Roughly half of patients with suspected rare genetic diseases remain undiagnosed after standard genetic testing. Long-read sequencing is beginning to close that gap. A study published in Nature Communications applied long-read whole-genome sequencing to 51 patients who had already tested negative with conventional short-read methods and uncovered additional diagnoses in 10% of cases. Among those newly diagnosed patients was a case of spinal muscular atrophy identified through a methylation pattern at the disease locus, a finding that matters because the condition is treatable when caught.

Long-read sequencing is especially effective for disorders caused by repeat expansions, where a short DNA sequence is copied dozens or hundreds of extra times. These expansions drive a range of neurological and neuromuscular diseases, including Huntington’s disease, fragile X syndrome, and several forms of ataxia. Short-read sequencing usually cannot measure the full length of an expanded repeat or characterize its internal structure.
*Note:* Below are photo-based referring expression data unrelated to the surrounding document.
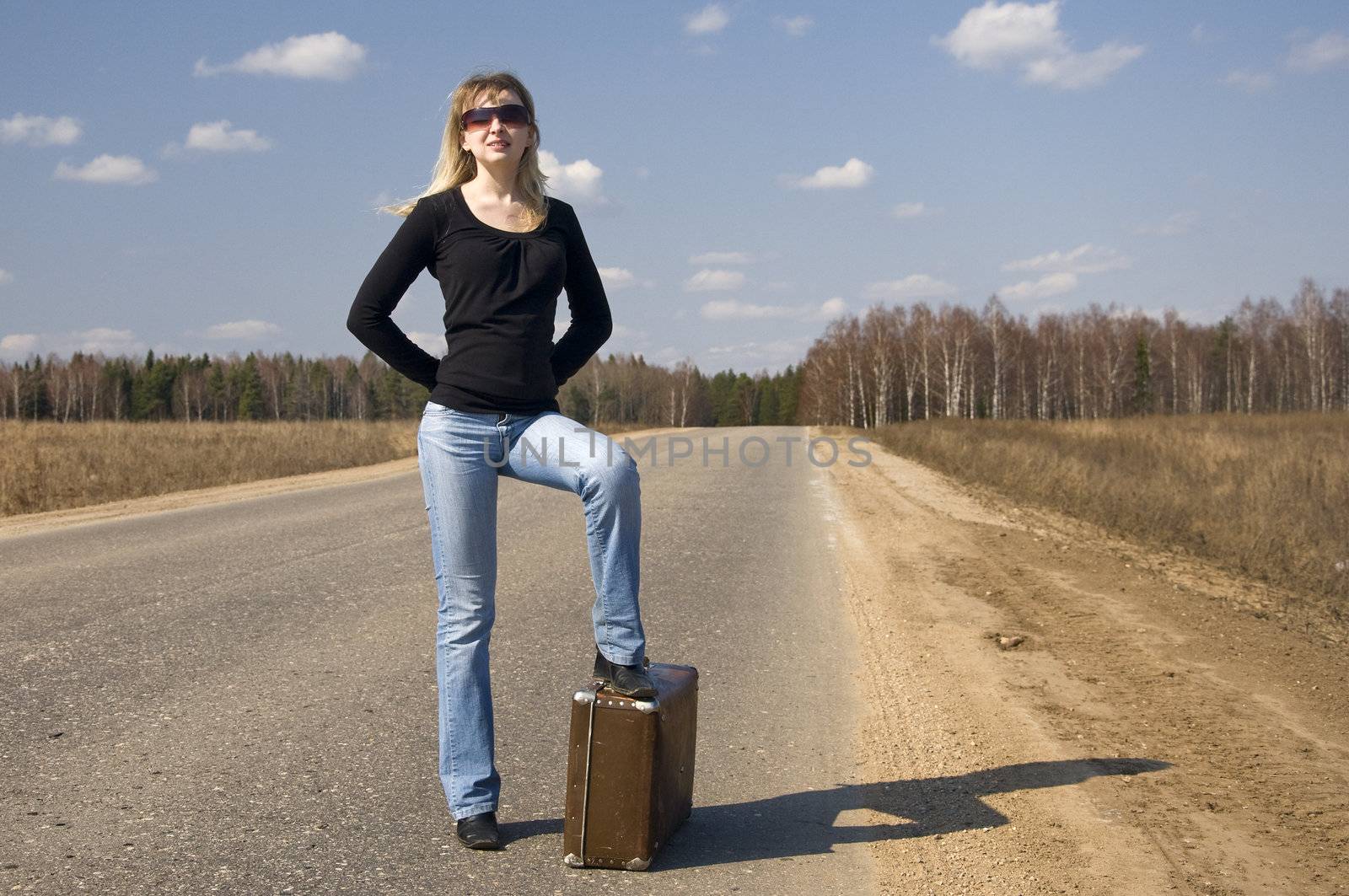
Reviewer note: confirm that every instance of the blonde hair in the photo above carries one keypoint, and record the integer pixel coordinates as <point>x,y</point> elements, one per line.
<point>458,165</point>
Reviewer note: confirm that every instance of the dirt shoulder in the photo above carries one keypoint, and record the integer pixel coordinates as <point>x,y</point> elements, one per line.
<point>26,523</point>
<point>1155,730</point>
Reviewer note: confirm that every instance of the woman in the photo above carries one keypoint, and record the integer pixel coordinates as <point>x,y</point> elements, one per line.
<point>503,251</point>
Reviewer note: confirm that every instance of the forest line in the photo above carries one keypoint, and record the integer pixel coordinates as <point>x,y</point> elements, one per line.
<point>889,365</point>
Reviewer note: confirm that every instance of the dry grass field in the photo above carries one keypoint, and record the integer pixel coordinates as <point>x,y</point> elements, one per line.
<point>49,466</point>
<point>1267,496</point>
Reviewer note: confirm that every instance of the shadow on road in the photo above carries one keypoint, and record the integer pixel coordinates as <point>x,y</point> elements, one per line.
<point>804,824</point>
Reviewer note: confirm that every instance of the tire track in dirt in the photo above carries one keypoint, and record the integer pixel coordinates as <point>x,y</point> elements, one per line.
<point>1144,737</point>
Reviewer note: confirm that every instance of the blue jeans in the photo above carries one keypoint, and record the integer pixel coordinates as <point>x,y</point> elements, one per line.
<point>460,456</point>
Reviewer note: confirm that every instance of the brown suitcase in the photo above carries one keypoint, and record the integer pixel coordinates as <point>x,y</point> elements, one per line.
<point>631,770</point>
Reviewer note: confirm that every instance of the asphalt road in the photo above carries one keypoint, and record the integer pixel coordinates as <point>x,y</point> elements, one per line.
<point>242,696</point>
Long reads can sequence straight through the expansion, providing an exact count and revealing structural details that affect disease severity.

Current Limitations

Cost remains higher than short-read sequencing for equivalent coverage, though prices have dropped substantially in recent years. Throughput is also lower: generating the same depth of coverage across a human genome takes more time and expense with long reads. For applications where short reads work perfectly well, such as counting gene expression levels across thousands of genes or identifying single-letter DNA changes in well-characterized regions, short-read sequencing is still more practical.

Computational demands are another consideration. The large file sizes and specialized analysis pipelines required for long-read data mean that processing and interpreting results requires more computing power and bioinformatics expertise than short-read workflows. The tools are maturing rapidly, but they’re not yet as standardized or user-friendly as the short-read ecosystem that has had a decade-long head start.

For many genomics projects, the ideal approach combines both technologies: short reads for cost-effective, high-accuracy coverage of straightforward regions, and long reads to resolve the complex parts of the genome that short reads cannot reach.